Recursion Twenty-Seven: city by the sea ii

“We cling to our own point of view, as though everything depended on it.”
~ Zhuangzi, Chinese Taoist philosopher

Another delayed prompt, but at least I have a good reason this time (instead of being busy at work) (which, actually, I guess is also a good reason, I just loathe that it happens). My faux-niece’s first birthday party was today, and I have to say, she is quite the charming ham. Most infants-transitioning-to-toddlers are, I guess. I do take a measure of pride that aside from the kitchen playset, a part of my gift was the best-received: a purple-sequined zebra-striped fedora, which I’ve decided is her pimp hat. And we had a drum-off on the picnic table, which was pretty cool. I’m a fan of kids, and I think I’d like to have one in the future, but not for some years yet. I’m lucky enough to have seen comparatively little of all the fluids and screaming that I’m sure most child-rearing comes with…

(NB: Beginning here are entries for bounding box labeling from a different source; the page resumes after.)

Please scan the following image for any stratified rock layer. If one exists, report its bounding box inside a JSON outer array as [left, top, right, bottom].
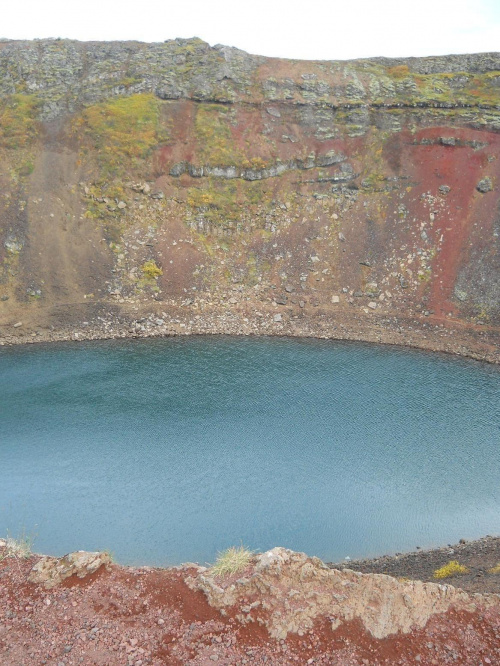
[[188, 548, 500, 639], [0, 39, 500, 358], [28, 550, 111, 590]]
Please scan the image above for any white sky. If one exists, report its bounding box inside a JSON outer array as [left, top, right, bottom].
[[0, 0, 500, 60]]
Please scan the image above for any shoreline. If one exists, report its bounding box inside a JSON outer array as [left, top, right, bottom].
[[0, 302, 500, 364]]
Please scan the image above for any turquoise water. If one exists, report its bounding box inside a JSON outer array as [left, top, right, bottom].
[[0, 337, 500, 565]]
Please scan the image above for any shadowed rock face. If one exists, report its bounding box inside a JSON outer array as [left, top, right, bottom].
[[0, 39, 500, 348]]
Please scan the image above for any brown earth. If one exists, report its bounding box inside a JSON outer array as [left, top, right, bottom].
[[0, 538, 500, 666], [0, 40, 500, 361]]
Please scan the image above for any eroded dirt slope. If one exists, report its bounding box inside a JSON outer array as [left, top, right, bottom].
[[0, 40, 500, 352]]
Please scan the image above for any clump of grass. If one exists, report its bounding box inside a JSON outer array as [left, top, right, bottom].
[[0, 532, 34, 560], [434, 560, 469, 578], [210, 546, 253, 576], [141, 260, 163, 280]]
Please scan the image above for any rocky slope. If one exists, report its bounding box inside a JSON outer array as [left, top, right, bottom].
[[0, 39, 500, 360], [0, 540, 500, 666]]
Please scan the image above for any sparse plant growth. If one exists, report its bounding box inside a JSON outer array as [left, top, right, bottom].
[[141, 259, 163, 280], [210, 546, 253, 576], [434, 560, 469, 579], [73, 94, 167, 178], [0, 95, 39, 150], [0, 531, 34, 560]]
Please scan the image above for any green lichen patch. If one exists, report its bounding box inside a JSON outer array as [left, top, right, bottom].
[[0, 95, 39, 150], [73, 94, 168, 177]]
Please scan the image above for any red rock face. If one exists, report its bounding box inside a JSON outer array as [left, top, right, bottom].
[[0, 40, 500, 349]]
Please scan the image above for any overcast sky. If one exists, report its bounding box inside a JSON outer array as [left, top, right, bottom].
[[0, 0, 500, 60]]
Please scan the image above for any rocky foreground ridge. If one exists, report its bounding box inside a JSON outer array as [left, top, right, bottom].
[[0, 39, 500, 360], [0, 542, 500, 666]]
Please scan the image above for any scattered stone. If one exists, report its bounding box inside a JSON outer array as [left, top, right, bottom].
[[266, 106, 281, 118], [476, 177, 493, 194]]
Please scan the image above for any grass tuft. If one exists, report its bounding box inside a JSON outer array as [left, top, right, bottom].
[[210, 546, 253, 576], [434, 560, 469, 578], [0, 532, 34, 560]]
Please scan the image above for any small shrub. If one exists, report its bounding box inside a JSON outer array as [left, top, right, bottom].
[[210, 546, 253, 576], [434, 560, 469, 578]]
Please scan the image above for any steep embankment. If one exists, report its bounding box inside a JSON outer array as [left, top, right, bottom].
[[0, 540, 500, 666], [0, 39, 500, 360]]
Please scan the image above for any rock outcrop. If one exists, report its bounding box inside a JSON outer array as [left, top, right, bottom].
[[28, 550, 111, 590], [188, 548, 500, 639], [0, 39, 500, 357]]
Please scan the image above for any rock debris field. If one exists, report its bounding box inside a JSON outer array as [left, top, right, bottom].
[[0, 538, 500, 666]]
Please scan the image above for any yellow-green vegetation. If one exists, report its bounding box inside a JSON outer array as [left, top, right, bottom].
[[195, 104, 242, 166], [210, 546, 253, 576], [0, 95, 39, 150], [141, 259, 163, 280], [73, 94, 168, 178], [434, 560, 469, 579], [0, 532, 33, 560]]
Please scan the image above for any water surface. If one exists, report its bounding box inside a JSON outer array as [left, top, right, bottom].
[[0, 337, 500, 565]]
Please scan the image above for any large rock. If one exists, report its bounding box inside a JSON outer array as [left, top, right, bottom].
[[187, 548, 500, 639], [28, 550, 111, 589]]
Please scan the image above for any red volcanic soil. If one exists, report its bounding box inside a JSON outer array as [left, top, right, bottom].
[[0, 544, 500, 666]]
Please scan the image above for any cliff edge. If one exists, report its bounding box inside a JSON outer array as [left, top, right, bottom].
[[0, 39, 500, 361]]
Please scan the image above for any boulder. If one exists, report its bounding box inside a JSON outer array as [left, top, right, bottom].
[[28, 550, 111, 590]]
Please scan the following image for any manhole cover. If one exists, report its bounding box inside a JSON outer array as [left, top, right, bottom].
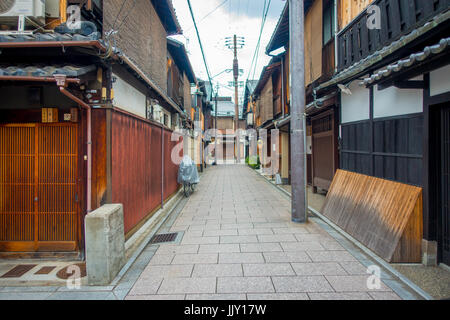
[[56, 263, 86, 280], [2, 264, 37, 278], [150, 233, 178, 243]]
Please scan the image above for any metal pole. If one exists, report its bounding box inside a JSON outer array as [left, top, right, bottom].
[[214, 90, 219, 166], [289, 0, 308, 223], [233, 35, 241, 163]]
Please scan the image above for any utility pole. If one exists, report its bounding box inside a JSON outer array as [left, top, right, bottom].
[[225, 35, 245, 163], [289, 0, 308, 223], [215, 83, 219, 166]]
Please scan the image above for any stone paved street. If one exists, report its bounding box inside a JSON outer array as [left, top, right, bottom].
[[126, 165, 412, 300]]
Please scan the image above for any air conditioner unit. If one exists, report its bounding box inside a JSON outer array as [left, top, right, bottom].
[[0, 0, 45, 26]]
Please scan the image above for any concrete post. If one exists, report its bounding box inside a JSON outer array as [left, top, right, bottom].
[[289, 0, 308, 223]]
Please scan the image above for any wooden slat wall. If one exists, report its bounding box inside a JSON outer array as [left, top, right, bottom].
[[339, 0, 373, 29], [305, 1, 323, 86], [111, 110, 178, 236], [322, 170, 423, 263], [260, 76, 273, 124], [0, 126, 36, 242], [0, 124, 79, 252]]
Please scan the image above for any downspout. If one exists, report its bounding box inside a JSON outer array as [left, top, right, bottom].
[[55, 75, 92, 214], [161, 125, 164, 209], [334, 0, 339, 74], [281, 56, 285, 118]]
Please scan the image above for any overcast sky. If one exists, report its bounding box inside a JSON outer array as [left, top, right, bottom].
[[172, 0, 286, 105]]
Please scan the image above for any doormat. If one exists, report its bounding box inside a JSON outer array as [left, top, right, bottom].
[[34, 267, 56, 275], [56, 263, 86, 280], [2, 264, 37, 278], [150, 233, 178, 244]]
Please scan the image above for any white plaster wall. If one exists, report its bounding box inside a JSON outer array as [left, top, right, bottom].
[[430, 64, 450, 96], [373, 79, 423, 118], [341, 80, 370, 123], [113, 74, 146, 118]]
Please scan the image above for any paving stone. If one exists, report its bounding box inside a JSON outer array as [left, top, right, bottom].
[[263, 251, 312, 263], [242, 263, 295, 277], [186, 294, 247, 301], [295, 233, 333, 242], [125, 294, 185, 300], [0, 292, 52, 300], [281, 242, 325, 251], [247, 293, 309, 301], [369, 291, 401, 300], [292, 262, 347, 276], [149, 254, 175, 265], [307, 251, 356, 262], [156, 244, 200, 254], [238, 228, 273, 236], [272, 276, 334, 292], [219, 253, 264, 263], [141, 264, 194, 278], [45, 291, 116, 300], [326, 275, 392, 292], [272, 228, 309, 234], [320, 241, 345, 250], [181, 237, 219, 244], [172, 253, 218, 264], [220, 235, 258, 243], [217, 277, 275, 293], [221, 223, 253, 229], [241, 243, 283, 252], [158, 278, 216, 294], [203, 229, 238, 237], [308, 292, 372, 300], [129, 277, 163, 296], [188, 224, 220, 231], [258, 234, 297, 242], [192, 263, 243, 278], [339, 261, 368, 275], [198, 243, 241, 253]]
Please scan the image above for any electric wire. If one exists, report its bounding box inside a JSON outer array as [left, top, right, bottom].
[[187, 0, 214, 100]]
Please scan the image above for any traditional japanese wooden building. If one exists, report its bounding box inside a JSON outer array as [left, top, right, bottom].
[[0, 0, 195, 258], [314, 0, 450, 265]]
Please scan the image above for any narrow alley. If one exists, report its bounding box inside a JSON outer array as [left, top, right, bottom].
[[126, 165, 414, 300]]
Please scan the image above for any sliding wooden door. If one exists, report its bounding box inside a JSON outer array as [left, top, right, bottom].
[[0, 124, 80, 252]]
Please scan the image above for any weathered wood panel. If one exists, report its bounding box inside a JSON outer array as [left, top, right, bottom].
[[260, 76, 273, 124], [111, 110, 178, 235], [0, 124, 80, 252], [322, 170, 423, 263]]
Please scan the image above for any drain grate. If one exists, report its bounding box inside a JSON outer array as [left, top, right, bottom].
[[2, 264, 37, 278], [34, 267, 56, 275], [150, 233, 178, 243]]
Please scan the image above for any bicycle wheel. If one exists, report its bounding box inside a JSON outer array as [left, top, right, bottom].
[[183, 183, 191, 198]]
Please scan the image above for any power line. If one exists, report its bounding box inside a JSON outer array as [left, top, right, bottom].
[[252, 0, 272, 78], [247, 0, 272, 80], [117, 0, 136, 31], [186, 0, 229, 32], [247, 0, 267, 80], [111, 0, 127, 30], [187, 0, 214, 99]]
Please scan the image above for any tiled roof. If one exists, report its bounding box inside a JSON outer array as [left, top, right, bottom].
[[0, 65, 96, 77], [362, 38, 450, 86], [0, 32, 101, 42], [315, 11, 450, 92]]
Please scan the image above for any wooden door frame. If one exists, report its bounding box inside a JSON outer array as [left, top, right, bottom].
[[311, 106, 339, 193], [0, 123, 84, 253]]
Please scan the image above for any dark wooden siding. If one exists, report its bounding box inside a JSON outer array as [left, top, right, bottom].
[[338, 0, 450, 71], [341, 114, 423, 186], [112, 110, 178, 233]]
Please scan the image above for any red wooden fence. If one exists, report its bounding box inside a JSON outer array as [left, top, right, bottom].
[[111, 110, 178, 233]]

I’ve resisted bringing in characters because I don’t like to force them into a prompt. I’m of the opinion that their voices — and certainly personae, if you decide to appropriate and speak in character voices — should happen organically, without prompting. But sometimes it’s good to consider an independent person who is some Other, some Not-You, moving within the landscape you’ve created. I keep asking people to come back and share the fruit of their labors, but of course people will paint what you write with their own meaningful brush: introducing a character helps you direct the narrative a bit better. (Of course, then readers will move up a little and paint the character him/herself with that same brush, but we do what we can.) And a city, after all, is swarming with characters for the taking. As I said yesterday, eventually they all get pulled to the banks of the river running downtown and outward, whether it be to admire, to cross, to jump, to work. Cities are defined by their active patterns of motion; a city is a flower that opens inward. If you follow the moving life, whether animal or hydrological, you find the skeleton of the place.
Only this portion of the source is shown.